Ando prum lado e pro outro. Raquel só não me abandonou porque mesmo assim dou pra ela tudo que ela precisa: sexo e poder. Controle. Uma vez doutor Sig falou que a estrutura familiar é responsável pela formação da psique do indivíduo. Falou do complexo de Édipo, que faz com que o homem case com uma mulher para alcançar aquele local de poder e posse da mãe que o pai possui. Falou do complexo de Elektra também, mas o que ele acabou não falando, até porque na época isso não era claro, foi da perspectiva da mulher em casar para ser dominada. Isso não é necessariamente verdade, mas o inconsciente coletivo, o estereótipo na sociedade, ou até mesmo o que fica gravado no inconsciente da menina é que, por melhor que seja o marido e o casamento, ela sempre vai estar na situação de explorada e dominada, contra a qual ela deve lutar.

Talvez nos dias do Sig isso não fosse assim tão forte, mas hoje em dia era. Mulher nenhuma conseguia entender, mas mesmo assim se sentia profundamente infeliz em qualquer casamento ou relacionamento que tivessem. Expliquei isso pra Raquel, esperando que isso a fizesse mais feliz e menos autoritária.
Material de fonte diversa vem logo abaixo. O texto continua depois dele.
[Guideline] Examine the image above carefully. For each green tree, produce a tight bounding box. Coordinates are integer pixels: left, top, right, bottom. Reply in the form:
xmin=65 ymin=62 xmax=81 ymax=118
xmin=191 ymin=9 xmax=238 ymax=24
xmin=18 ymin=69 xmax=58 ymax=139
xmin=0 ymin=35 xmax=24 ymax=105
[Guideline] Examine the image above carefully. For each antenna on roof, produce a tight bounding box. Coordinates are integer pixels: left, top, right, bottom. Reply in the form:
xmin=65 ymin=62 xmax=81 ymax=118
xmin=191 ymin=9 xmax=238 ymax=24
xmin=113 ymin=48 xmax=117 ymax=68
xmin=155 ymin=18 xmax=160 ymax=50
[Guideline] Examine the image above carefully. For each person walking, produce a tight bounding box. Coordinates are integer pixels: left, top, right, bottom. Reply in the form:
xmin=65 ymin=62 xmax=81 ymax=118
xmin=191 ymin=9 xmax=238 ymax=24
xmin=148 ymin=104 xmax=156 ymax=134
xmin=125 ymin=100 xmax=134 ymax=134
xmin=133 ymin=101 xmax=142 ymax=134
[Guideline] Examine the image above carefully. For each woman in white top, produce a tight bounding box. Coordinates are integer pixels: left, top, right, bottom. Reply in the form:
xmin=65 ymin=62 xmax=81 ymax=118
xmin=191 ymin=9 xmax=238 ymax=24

Mais feliz fez, mas invés de menos passou a ser mais autoritária, uma vez que tinha agora algo que justificasse.

De qualquer forma, ela já está demorando demais. Nem sequer foi trabalhar, pois é sábado, só ia na venda comprar comida e já voltava, mas mesmo assim achou melhor me trancar para evitar o vexame de eu tentar sair comendo alguma vizinha desavisada. A meu pedido ela vai trazer bebida também: vinho, cerveja e vodka. Afinal, bebida é o que tem mantida minha sanidade para ficar esses meses trancados sem trepar com ninguém a não ser Raquel.

E toda a noite ela me cobra, pelo menos duas horas de atividade na cama. E mais uma pela manhã, senão ela não consegue trabalhar direito. Ela tem ficado desconfiada que me masturbo, suas revistas de moda têm aparecido amassadas ou até com algumas páginas rasgadas de vez em quando. É, confesso, confesso que realmente tenho me utilizado delas para extrair alguns momentos de prazer solitário durante a tarde. E confesso que realmente tenho perdido interesse na Raquel, em prol daquelas maravilhosas mulheres de papel. Tem um garoto do andar de baixo que me prometeu arranjar uma revistaria de putaria mesmo, mas pra isso ele que vinte pila. Eu vou pagar, é claro, não só pela revista mas também pelo sigilo. Toda noite checo os bolsos de Raquel quando ela chega da rua, em busca de uns trocados. Já tenho quase cinco reais em moedas e, pasmém, uma nota inteira de um real. Acredito que em três semanas terei os vinte pila.

Anda de novo, ando, ando. Penso em me masturbar, mas confesso que já estou todo esfolado. Ponho som alto, bebo perfume e, como último recurso, comecei agora esse diário íntimo que espero manter secreto. Tenho que tomar cuidado, ela pode chegar, ela pode chegar, a qualquer hora. A aí vamos trepar até cairmos de cansados, comer, voltar a trepar, dormir, acordar e trepar de novo. Esse fins de semana têm sido desgastantes, e não sei quanto tempo mais vou aguentar...

Xiii, aí vem ela. Agora está escrito. Fim.